With the temporary table in place, we perform all the required operations inside a single query transaction. This will contain deleting records in the users table that are matching with the users-staging table and inserting all the records from the users_staging table to the users table.


BEGIN TRANSACTION;

DELETE FROM users
USING users_staging
WHERE users.user_id = users_staging.user_id;

INSERT INTO users
SELECT * FROM users_staging;

END TRANSACTION;

SELECT * FROM users;

Fig3: Merge By Rows - Upsert

Upon successful completion of the above transaction, the users-staging table can be dropped and the users table should be vacuumed to re-sort rows and reclaim space.


DROP TABLE users_staging;
VACUUM users;

Merge By Columns

To validate the merge-by-columns strategy, we once again create a temporary table called users-staging. However, this time, the table is created with the column to compare and only includes those columns that have been modified.

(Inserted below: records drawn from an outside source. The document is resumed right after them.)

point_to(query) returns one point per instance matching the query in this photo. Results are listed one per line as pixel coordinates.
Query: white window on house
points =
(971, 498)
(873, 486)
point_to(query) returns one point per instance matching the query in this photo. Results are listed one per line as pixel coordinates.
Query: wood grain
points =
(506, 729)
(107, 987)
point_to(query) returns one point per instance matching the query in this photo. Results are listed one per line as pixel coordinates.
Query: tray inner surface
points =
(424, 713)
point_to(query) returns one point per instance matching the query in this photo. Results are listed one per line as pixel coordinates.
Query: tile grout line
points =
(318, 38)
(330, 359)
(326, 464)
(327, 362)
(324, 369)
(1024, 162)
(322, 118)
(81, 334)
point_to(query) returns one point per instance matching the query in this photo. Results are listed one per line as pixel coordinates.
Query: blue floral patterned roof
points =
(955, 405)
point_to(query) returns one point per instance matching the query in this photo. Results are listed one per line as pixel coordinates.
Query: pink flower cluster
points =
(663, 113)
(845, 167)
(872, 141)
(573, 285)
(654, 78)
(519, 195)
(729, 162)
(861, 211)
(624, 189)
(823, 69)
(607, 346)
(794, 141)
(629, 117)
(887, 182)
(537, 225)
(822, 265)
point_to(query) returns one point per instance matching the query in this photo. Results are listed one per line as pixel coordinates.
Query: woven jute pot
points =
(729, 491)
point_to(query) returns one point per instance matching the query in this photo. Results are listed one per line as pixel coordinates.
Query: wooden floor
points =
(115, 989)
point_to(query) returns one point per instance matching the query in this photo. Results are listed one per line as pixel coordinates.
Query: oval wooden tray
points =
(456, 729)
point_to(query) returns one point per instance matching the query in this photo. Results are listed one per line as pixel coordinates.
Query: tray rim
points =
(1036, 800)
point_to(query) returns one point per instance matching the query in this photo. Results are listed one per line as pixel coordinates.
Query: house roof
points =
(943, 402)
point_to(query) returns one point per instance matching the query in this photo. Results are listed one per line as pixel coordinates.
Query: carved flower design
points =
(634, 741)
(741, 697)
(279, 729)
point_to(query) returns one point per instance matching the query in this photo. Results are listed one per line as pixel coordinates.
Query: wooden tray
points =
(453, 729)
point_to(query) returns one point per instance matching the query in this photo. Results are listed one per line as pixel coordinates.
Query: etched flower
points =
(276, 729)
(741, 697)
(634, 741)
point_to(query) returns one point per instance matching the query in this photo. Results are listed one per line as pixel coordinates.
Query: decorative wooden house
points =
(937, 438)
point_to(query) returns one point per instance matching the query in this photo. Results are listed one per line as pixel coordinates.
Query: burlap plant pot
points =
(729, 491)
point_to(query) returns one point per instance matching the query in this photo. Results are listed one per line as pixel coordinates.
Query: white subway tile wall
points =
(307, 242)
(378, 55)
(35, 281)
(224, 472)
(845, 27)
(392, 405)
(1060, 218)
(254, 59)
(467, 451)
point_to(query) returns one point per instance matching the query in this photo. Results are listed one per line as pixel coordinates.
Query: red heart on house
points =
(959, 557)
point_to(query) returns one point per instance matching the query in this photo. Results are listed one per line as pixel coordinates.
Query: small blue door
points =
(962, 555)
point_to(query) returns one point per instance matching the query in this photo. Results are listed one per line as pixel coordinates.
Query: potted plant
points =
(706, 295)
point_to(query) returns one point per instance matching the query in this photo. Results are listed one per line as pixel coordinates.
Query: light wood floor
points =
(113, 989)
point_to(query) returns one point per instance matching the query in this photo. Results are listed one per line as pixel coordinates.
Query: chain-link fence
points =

CREATE TEMP TABLE users_staging (
    user_id bigint,
		address varchar(150),
		city varchar(100),
		created_at timestamp
);

INSERT INTO users_staging (user_id, address, city, created_at)
VALUES 
    (5, '705 Williams Lane', 'Wichita', '2023-01-02 04:05:53'),
    (7, '2093 Hillside Street', 'Chandler', '2023-01-06 15:15:27');

SELECT * FROM users_staging;

Fig4: Merge By Columns

In the above table, please note that the user_id 5 has a set of columns that require updating, while user_id 7 is a completely new record.

We will create a separate query transaction with the following steps:

Accommodate updates to the users table based on the changes in the users_staging table.
Delete the updated records from the users_staging table.
Insert the new records from the users_staging table into the users table.

Complete the transaction.


BEGIN TRANSACTION;

UPDATE users
	SET
		address = users_staging.address,
		city    = users_staging.city,
created_at = users_staging.created_at
FROM users_staging 
WHERE users.user_id = users_staging.user_id;

DELETE FROM users_staging
USING users
WHERE users_staging.user_id = users.user_id;

INSERT INTO users (user_id, address, city, created_at)
(SELECT user_id, address, city, created_at FROM users_staging);

END TRANSACTION;

SELECT * FROM users;

Fig5: Merge By Columns - Upsert

Once the above transactions are successfully completed, the users_staging table is dropped, and the users table is vacuumed to reclaim the space.


DROP TABLE users_staging;
VACUUM users;

UPSERTs can come in quite handy where SCD-Type 1 is the go-to choice for overwriting data in data warehouses. Although Redshift doesn’t support UPSERTs out of the box, based on the examples provided above, UPSERT operations can be recreated.